Pen vs. Sword, or Why Language Matters

The pen is mightier than the sword. As a writer, I’ve always loved that idea. Not that either swords or pens carry much weight these days. Even Alexander Hamilton and Aaron Burr used dueling pistols. Is Microsoft Word mightier than an automatic rifle?

The marchers against gun violence last weekend were hoping the people with pens in Washington are mightier than the people with swords. But those pen-wielders haven’t shown much respect for words. It’s ironic: here we are at the epicenter of English, the most universal language ever, and what are we doing with it? Advertising. Tweets. Cell phones that finish our sentences. A president with a third-grade vocabulary who uses language as a weapon. It doesn’t have to be true; just keep shooting. Like the slogans in George Orwell’s novel 1984: War is peace; freedom is slavery; ignorance is strength. In 2018, all of those contradictions are realities. Dystopian is the new normal.

Make no mistake about it: language matters. Last week when one GOP senator promised to hold a fulsome hearing, I wondered: Does he know that fulsome doesn’t mean full? It means stinky, or disgusting, or excessively flattering. Was he telling the truth on purpose? Language is often used as camouflage. Look at an academic journal article or scientific report. Is there information in there, or just hedging of bets? Look at our June ballot proposals. Is this a subtle form of voter suppression? I have to laugh when I hear the White House deny that the Russians hacked into our election results. Why would they bother, when they can get such a huge return on investment posting fake news on social media? Fluency in language is essential for critical thinking — Step One in telling fact from fiction. You know Facebook now has a link in those dots in the upper right corner where you can flag a story as fake news. The problem is our yearning to believe any story that confirms what we already think.

Paying attention to language is work. “Use your words” is not a skill humans are born with. We have to be taught to communicate by speaking, instead of hitting and hollering. Recently my friend Felix Justice asked some of us to remember being four years old. The memory that called up for me was, what a savage I was. My sister and I constantly tried to kill each other. Not that we understood killing. What we understood was power. Control. Just like the self-described grown-ups who run governments and gangs. There’s equality: In this economy, the White House, the Mafia, and the drug cartels speak the same language. Not English, to communicate. Money. The 21st century’s lingua franca for power. If you have it, you’re a winner. If you don’t, you’re a loser. When people squeeze the universe into a ball, as TS Eliot said, when they reduce the interactions between humans and all forms of life and energy into slogans, there’s no middle ground. No negotiation. No reaching across the aisle. For that, we need language.

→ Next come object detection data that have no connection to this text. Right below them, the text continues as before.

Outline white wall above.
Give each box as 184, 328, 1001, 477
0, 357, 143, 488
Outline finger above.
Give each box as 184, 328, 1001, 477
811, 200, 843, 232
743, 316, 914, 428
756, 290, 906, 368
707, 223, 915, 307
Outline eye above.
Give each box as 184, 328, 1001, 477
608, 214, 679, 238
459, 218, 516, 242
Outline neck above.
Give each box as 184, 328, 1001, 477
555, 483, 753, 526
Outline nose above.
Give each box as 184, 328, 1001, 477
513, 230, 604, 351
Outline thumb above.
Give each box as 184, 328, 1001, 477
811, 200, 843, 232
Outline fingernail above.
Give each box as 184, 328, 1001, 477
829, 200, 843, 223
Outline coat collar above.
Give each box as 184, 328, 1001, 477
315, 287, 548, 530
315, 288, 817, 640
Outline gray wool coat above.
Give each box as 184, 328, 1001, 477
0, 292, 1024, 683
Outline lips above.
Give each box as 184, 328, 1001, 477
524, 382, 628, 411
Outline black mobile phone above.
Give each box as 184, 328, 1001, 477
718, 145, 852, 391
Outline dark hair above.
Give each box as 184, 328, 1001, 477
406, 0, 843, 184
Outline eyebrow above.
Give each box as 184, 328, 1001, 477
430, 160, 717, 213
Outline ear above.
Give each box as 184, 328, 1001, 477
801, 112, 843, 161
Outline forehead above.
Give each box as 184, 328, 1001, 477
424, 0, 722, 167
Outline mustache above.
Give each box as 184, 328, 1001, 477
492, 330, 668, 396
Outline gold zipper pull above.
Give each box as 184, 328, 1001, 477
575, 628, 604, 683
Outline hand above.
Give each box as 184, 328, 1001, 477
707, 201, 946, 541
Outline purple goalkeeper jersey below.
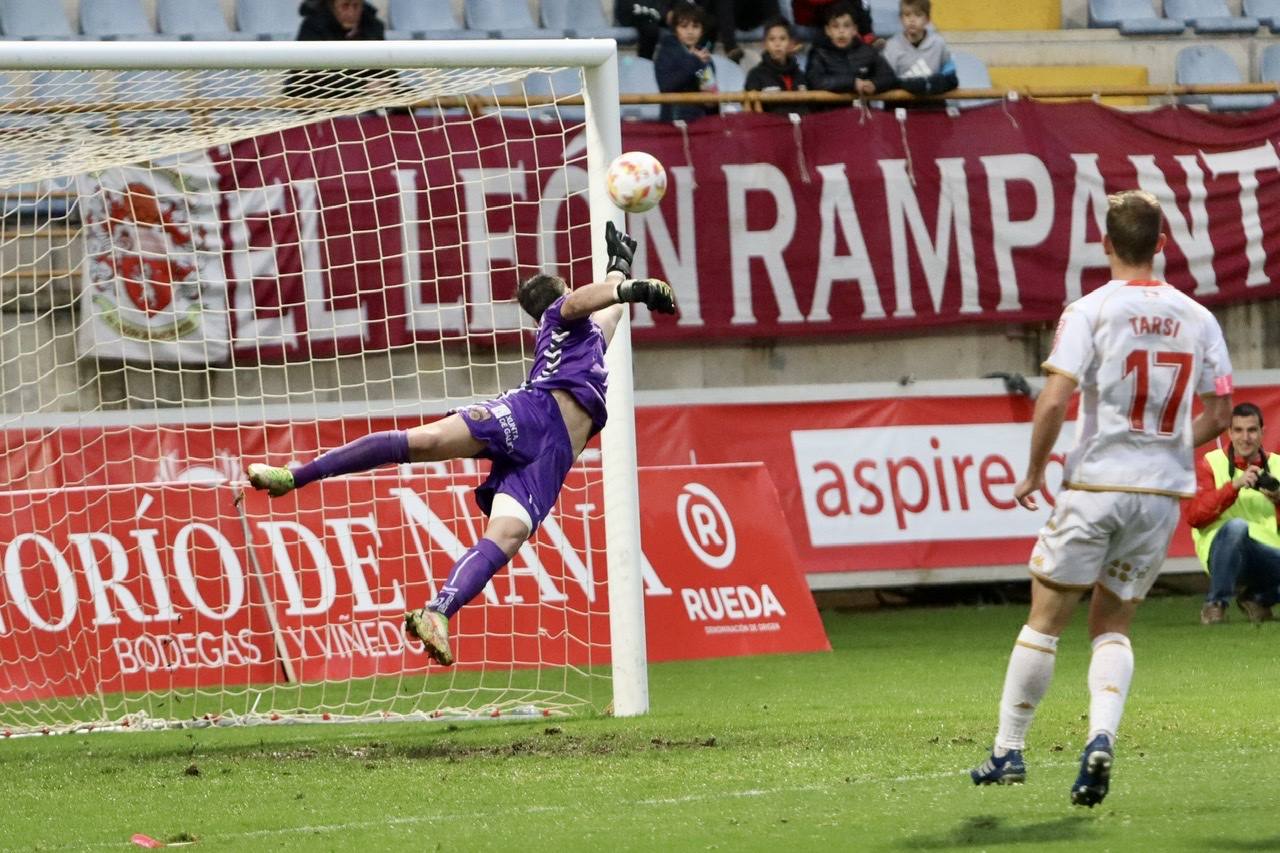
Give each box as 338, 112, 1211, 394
525, 296, 609, 435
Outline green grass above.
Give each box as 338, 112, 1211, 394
0, 597, 1280, 853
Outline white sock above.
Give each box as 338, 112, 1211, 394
1089, 634, 1133, 743
995, 625, 1057, 757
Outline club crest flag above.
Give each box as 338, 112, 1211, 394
78, 152, 228, 364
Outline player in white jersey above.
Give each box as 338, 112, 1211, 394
970, 191, 1231, 807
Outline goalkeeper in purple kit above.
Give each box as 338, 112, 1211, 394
248, 223, 676, 666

A lot of outstanding writers came to English as a second language. Vladimir Nabokov. Joseph Conrad. Or because a band of conquerors forced their ancestors to learn it. I’m working with an Italian immigrant to North Beach right now, a retired restaurateur who’s turned to writing; he’s having a ball with English, piling up adverbs and adjectives and circumlocutions like frosting on a wedding cake. It’s a wonderfully rich tool. Many of the great bilingual Nigerian, Indian, and South African writers, among others, chose English so they could reach the widest possible audience. Some point out that it’s a double-edged sword: a gift of oppression. Some are amazed that we who were born with this gift appreciate it so little.

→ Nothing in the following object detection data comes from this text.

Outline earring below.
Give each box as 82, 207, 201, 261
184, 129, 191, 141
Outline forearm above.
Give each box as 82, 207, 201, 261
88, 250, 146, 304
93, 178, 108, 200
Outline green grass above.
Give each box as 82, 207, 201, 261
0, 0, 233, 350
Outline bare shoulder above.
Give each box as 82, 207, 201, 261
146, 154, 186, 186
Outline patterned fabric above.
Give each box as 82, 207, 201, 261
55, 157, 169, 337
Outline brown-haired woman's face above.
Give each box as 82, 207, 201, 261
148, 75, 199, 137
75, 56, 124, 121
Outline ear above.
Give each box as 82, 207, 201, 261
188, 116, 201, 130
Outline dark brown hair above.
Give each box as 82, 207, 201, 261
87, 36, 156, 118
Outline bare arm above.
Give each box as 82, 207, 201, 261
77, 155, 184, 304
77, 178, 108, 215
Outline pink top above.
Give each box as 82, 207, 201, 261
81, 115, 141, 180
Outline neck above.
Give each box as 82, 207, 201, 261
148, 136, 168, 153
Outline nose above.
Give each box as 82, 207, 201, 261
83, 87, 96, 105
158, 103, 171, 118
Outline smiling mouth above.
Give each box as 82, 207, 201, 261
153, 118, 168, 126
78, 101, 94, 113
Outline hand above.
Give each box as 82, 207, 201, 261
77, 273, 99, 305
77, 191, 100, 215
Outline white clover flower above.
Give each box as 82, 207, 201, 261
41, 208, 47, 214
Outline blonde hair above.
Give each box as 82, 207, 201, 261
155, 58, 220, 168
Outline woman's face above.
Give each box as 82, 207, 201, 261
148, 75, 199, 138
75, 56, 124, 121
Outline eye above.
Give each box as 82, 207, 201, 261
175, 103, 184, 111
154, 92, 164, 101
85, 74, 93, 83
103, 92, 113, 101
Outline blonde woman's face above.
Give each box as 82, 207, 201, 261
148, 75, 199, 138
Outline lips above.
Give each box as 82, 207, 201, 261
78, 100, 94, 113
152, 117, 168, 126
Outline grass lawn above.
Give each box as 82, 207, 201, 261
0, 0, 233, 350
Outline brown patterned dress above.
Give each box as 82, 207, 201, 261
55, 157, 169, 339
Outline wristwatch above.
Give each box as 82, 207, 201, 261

My favorite comment about that contradiction, that irony, that paradox, is by the Chilean poet Pablo Neruda. He was writing about Spanish, but as part of the international brotherhood of writers, I suspect he was thinking of English, too.

What a great language I have, it’s a fine language we inherited from the fierce conquistadors . . .
They strode over the giant cordilleras, over the rugged Americas, hunting for potatoes, sausages, beans, black tobacco, gold, corn, fried eggs, with a voracious appetite not found in the world since then . . .
They swallowed up everything, religions, pyramids, tribes, idolatries just like the ones they brought along in their huge sacks . . . Wherever they went, they razed the land . . . But words fell like pebbles out of the boots of the barbarians, out of their beards, their helmets, their horseshoes, luminous words that were left glittering here . . . our language. We came up losers . . . We came up winners . . . They carried off the gold and left us the gold . . . They carried everything off and left us everything . . . They left us words.

—    “Lost in the City,’ Memoirs, 1976

Originally presented as a meditation at the Church for the Fellowship for All Peoples, San Francisco, March 25, 2018.